Selamlar! Ateş'in bölümü için son kez selam veriyorum... Bu bölüm onun final bölümü. Umarım keyif alarak, onu hissederek okuduğunuz bir bölüm olur.

Oylarınızı ve yorumlarınızı bekliyorum^^

👾

(ATEŞ FİNALİ)

Oops! Bu görüntü içerik kurallarımıza uymuyor. Yayımlamaya devam etmek için görüntüyü kaldırmayı ya da başka bir görüntü yüklemeyi deneyin.

(ATEŞ FİNALİ)

🎧Tom Odell - Another Love🎧

ATEŞ
"Yaşanamayan her an için ve söylenemeyen her söz için..."

MS 2511

Bir savaş meydanından çıkmış gibiyim. Yerlerde kokuşmuş, ölü cesetler var. Üstlerine basmaktan çekinmeyerek topal bir şekilde yürüyorum. Ruhsuz bedenlere üzülmüyor, aksine onların yerinde olamadığım için kendime üzülüyorum. Bu dünyada geçirdiğim her saniye acı veriyor bana, şayet ölebilsem beni oluşturan tüm hücrelerin böylesine korkunç bir eylemi sürdürmeyi bıraktıkları için mutluluk duyacaklarına eminim. Yaşamayı hak etmediğim gibi onların hayatlarını çalmayı da hak etmiyorum. Onların ölümüyle yaşıyor, onları öldürerek hayatta kalıyorum. Her saniye ölmeyi dilerken yaşamak için sürekli cinayetler işlemek ne kadar da absürt değil mi? Bir cinayet için ne kadar acınası bir motivasyon...

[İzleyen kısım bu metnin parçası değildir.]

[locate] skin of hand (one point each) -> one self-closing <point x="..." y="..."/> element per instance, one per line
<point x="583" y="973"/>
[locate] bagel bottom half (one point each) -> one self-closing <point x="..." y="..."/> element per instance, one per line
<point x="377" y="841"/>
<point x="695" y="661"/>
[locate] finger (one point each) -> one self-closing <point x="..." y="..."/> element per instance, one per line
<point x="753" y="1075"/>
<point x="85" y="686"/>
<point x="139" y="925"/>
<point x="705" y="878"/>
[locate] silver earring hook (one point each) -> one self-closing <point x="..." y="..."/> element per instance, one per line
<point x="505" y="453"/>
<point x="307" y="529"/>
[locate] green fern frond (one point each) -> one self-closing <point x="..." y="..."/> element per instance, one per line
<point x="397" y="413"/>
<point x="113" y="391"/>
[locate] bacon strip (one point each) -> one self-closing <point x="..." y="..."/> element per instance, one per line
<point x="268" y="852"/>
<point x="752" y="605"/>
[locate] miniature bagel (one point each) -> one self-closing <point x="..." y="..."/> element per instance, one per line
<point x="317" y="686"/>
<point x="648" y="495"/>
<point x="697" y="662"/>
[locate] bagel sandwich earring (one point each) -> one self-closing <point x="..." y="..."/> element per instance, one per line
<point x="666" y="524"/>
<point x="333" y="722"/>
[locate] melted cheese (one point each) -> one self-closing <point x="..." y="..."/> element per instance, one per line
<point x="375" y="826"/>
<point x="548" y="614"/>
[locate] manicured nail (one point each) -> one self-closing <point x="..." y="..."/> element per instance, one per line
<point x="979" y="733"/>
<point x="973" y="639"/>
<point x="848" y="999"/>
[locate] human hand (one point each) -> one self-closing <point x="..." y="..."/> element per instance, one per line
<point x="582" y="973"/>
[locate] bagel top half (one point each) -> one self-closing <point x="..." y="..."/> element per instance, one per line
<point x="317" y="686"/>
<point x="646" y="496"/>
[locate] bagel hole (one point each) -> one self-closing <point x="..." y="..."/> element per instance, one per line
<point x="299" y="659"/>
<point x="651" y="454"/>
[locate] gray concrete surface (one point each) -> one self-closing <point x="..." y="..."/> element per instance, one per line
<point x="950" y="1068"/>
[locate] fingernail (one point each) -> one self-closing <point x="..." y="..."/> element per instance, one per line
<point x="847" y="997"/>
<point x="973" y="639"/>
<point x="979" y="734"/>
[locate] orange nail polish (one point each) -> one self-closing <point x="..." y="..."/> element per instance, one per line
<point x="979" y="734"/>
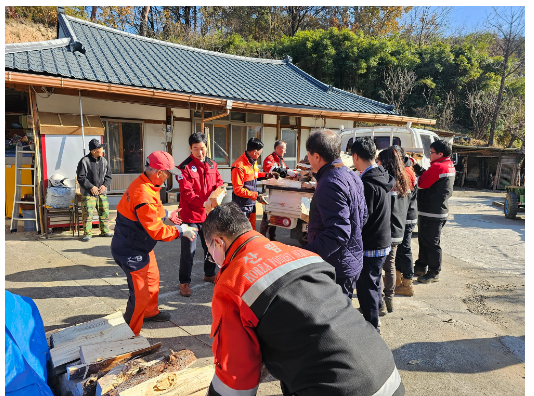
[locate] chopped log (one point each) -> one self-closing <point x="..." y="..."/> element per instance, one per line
<point x="69" y="351"/>
<point x="83" y="329"/>
<point x="97" y="352"/>
<point x="182" y="383"/>
<point x="82" y="370"/>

Artık onlara üzülmüyorum. Ruhumda onlar için tek bir acıma duygusu bile kalmadı. Buna alışma deniyor belki, özünde hepimiz alışmaya meyilliyiz. Katil olmaya da, sevdiğim kızın katili olmaya da, ailem için bir hiçe dönüşmeye de, tüm sevdiklerim tarafından unutulmaya da, tüm dünyayı korkunç ve adaletsiz bir yere dönüştürmeye de... Sonunda kötü biri olmaya da alışıyorum, hatta bundan zevk bile aldığımı itiraf edecek kadar gözüm kararıyor.

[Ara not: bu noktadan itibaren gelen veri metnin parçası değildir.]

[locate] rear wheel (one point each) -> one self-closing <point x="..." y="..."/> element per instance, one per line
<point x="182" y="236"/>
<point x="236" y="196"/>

Hâlâ benim gözümden bakabiliyor musunuz bu hikayeye? En başta o masum ve saf çocuk olduğuma inanıyor musunuz? Tüm bu kötülükleri yaptıktan sonra hâlâ ruhumda en ufak bir vicdani kıpırtı olduğundan şüphe duyuyor musunuz? Duymayın çünkü o çocuk ben değilim. Erva'nın ölümünden öncesi başka bir ruhun kontrolündeydi, sonrası ise korkunç bir ruhunun kontrolsüzlüğünde.

Şu zihnimin içindeki savaşı hatırlıyor musunuz? Yalnız başıma kaldığım savaş meydanı hâlâ gözlerimin önünde. Aslında bakarsanız savaşan iki taraf da benim. Ölüler ise tüm öldürdüklerim... Ben bu hikayenin mutlak kötüsüyüm, bir zamanlar iyi biri olmam bu gerçeği değiştirmiyor. İçimden geliyor bu, ruhum bana fısıldıyor, bu fısıltıları dinliyorum.

Tüm dünyayı mahvediyorum ve onlar bana destek oluyor. En başta üzerimde deneyler yapıyorlar. Gücümü son damlasına kadar kullanmamı istiyorlar. Zamana hükmederken içimde tek bir şüphe duymuyorum. Bunun bedeli olarak ölen masum insanlar asla umurumda değil. Yalnızca güç istiyorum, Merkez bana bundan fazlasını vaat ediyor. Hizmetkârlarım oluyor, emrime uyan köleler. Eğer istediklerini onlara verirsem daha fazlasına sahip olabileceğimi söylüyorlar. Eğer zamanı tam mânasıyla avcumun içine alabilirsem tüm dünyanın mutlak ve sonsuz yöneticisi olacağımı söylüyorlar. Bunun düşüncesi başımı döndürüyor, bu dünyada sonsuza kadar yaşarken daha farklı bir şekilde, hayatın çekilir kılınabileceğini düşünmüyorum. Sonuçta yapayalnız ve kimsesizim. Kimseyi sevemem çünkü bu onların sonu olur.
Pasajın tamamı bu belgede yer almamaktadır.